Der Historiker Christophe de Voogd lehrt am Institut d’études politiques de Paris („Sciences Po“). Nachdem ein Verleger in den Niederlanden Dantes Göttliche Komödie umschreiben ließ, um negative Islambezüge zu entfernen, stellte er diese Tat in den Kontext eines umfassenden Kampfes gegen das europäische Kulturerbe, der gegenwärtig stattfände. Er bewertet diese und ähnliche Taten als eine „Form des kulturellen Selbstmords“.

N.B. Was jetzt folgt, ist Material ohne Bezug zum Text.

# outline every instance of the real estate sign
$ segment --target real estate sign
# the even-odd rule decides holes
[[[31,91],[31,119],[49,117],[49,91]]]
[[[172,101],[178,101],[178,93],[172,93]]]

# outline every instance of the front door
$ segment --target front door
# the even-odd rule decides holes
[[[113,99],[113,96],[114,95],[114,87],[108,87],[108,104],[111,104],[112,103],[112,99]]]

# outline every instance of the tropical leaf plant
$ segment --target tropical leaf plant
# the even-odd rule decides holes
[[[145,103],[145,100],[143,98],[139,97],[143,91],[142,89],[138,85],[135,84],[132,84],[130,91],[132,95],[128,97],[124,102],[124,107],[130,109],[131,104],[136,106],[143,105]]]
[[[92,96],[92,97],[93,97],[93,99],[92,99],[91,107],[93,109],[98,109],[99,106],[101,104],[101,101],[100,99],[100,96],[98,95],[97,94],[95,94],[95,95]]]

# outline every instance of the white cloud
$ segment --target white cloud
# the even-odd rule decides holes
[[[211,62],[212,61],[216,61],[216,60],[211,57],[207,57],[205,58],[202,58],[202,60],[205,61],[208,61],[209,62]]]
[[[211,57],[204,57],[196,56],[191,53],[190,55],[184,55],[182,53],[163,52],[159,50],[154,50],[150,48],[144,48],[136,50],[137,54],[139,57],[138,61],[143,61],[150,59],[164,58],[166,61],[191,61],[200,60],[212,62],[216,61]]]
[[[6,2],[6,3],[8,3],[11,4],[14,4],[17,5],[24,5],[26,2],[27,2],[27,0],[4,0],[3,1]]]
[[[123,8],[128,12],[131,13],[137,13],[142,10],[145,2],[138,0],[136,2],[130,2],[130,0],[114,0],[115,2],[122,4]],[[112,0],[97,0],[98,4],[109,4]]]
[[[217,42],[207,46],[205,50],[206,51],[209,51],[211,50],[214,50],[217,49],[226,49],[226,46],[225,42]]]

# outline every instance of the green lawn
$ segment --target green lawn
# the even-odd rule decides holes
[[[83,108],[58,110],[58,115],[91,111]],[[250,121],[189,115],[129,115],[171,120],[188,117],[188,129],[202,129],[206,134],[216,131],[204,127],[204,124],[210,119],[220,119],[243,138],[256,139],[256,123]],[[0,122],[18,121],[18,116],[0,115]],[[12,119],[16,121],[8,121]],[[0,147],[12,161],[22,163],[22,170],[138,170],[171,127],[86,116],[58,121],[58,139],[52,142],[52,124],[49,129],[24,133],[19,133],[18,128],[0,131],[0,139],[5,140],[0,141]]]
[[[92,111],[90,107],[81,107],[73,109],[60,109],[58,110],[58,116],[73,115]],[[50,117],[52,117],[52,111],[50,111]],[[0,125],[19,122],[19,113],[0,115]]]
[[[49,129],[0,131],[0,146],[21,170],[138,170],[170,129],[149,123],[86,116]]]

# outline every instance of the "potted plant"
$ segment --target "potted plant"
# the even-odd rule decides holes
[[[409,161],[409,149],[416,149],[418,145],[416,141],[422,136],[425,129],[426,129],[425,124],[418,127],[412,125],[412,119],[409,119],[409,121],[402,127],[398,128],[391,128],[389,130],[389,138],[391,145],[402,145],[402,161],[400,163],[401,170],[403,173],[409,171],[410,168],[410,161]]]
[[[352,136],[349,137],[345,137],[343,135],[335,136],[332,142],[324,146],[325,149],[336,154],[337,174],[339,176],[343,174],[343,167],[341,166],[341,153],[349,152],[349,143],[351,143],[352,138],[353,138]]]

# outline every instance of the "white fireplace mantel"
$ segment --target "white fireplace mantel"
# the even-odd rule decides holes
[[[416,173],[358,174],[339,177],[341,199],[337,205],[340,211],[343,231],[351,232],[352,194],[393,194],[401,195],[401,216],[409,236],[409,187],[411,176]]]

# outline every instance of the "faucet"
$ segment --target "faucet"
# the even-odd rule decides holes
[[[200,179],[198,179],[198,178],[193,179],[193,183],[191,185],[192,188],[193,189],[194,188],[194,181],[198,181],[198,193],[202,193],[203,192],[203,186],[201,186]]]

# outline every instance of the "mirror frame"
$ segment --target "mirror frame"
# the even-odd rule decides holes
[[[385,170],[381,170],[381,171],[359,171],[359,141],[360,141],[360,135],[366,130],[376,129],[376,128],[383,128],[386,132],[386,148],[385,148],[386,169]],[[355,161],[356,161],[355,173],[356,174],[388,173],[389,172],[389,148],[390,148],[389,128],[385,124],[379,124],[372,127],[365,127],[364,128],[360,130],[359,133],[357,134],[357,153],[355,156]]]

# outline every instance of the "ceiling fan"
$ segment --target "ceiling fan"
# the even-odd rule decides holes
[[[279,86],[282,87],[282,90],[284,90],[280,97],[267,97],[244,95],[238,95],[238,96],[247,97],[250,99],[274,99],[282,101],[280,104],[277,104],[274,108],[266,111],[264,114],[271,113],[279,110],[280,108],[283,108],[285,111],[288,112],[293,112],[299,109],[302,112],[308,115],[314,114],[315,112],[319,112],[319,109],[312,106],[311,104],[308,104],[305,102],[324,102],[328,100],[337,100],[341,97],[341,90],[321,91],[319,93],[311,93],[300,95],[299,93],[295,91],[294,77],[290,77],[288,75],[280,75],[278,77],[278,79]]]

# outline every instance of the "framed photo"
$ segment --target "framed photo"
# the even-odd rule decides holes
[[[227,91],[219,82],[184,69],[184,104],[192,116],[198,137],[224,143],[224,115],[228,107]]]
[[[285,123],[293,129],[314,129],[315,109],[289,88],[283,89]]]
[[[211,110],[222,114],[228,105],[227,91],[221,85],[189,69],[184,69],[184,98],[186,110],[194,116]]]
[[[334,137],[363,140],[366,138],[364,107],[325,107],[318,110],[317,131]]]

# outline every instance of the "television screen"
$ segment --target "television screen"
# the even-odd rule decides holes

  • Der Verleger habe durch sein Handeln auf orwellsche Weise „das literarische Kulturerbe selbst“ in Form eines der wichtigsten Werke des abendländischen Kulturerbes angegriffen. Die Göttliche Komödie sei „eine der symbolischsten und vollkommensten Ausdrucksformen“ dieses Erbes und sei hier stellvertretend für dieses angegriffen worden.
  • Der Vorfall stehe im Kontext der „Cancel Culture“, die alles verbieten wolle, was den Sensibilitäten und den kulturellen Dominanzansprüchen der von ihr als privilegiert betrachteten Gruppen widersprechen könne.
  • Die entsprechenden Kampagnen richteten sich unmittelbar und ausschließlich gegen „die klassischen Wissenschaften und das christliche Kulturerbe“ und nicht gegen „die Homophobie, den Rassismus oder die Frauenfeindlichkeit in anderen Kulturen“. Die Behauptung von Aktivisten, dass sie diese Missstände bekämpfen wollten, hält de Vooghd daher für vorgeschoben.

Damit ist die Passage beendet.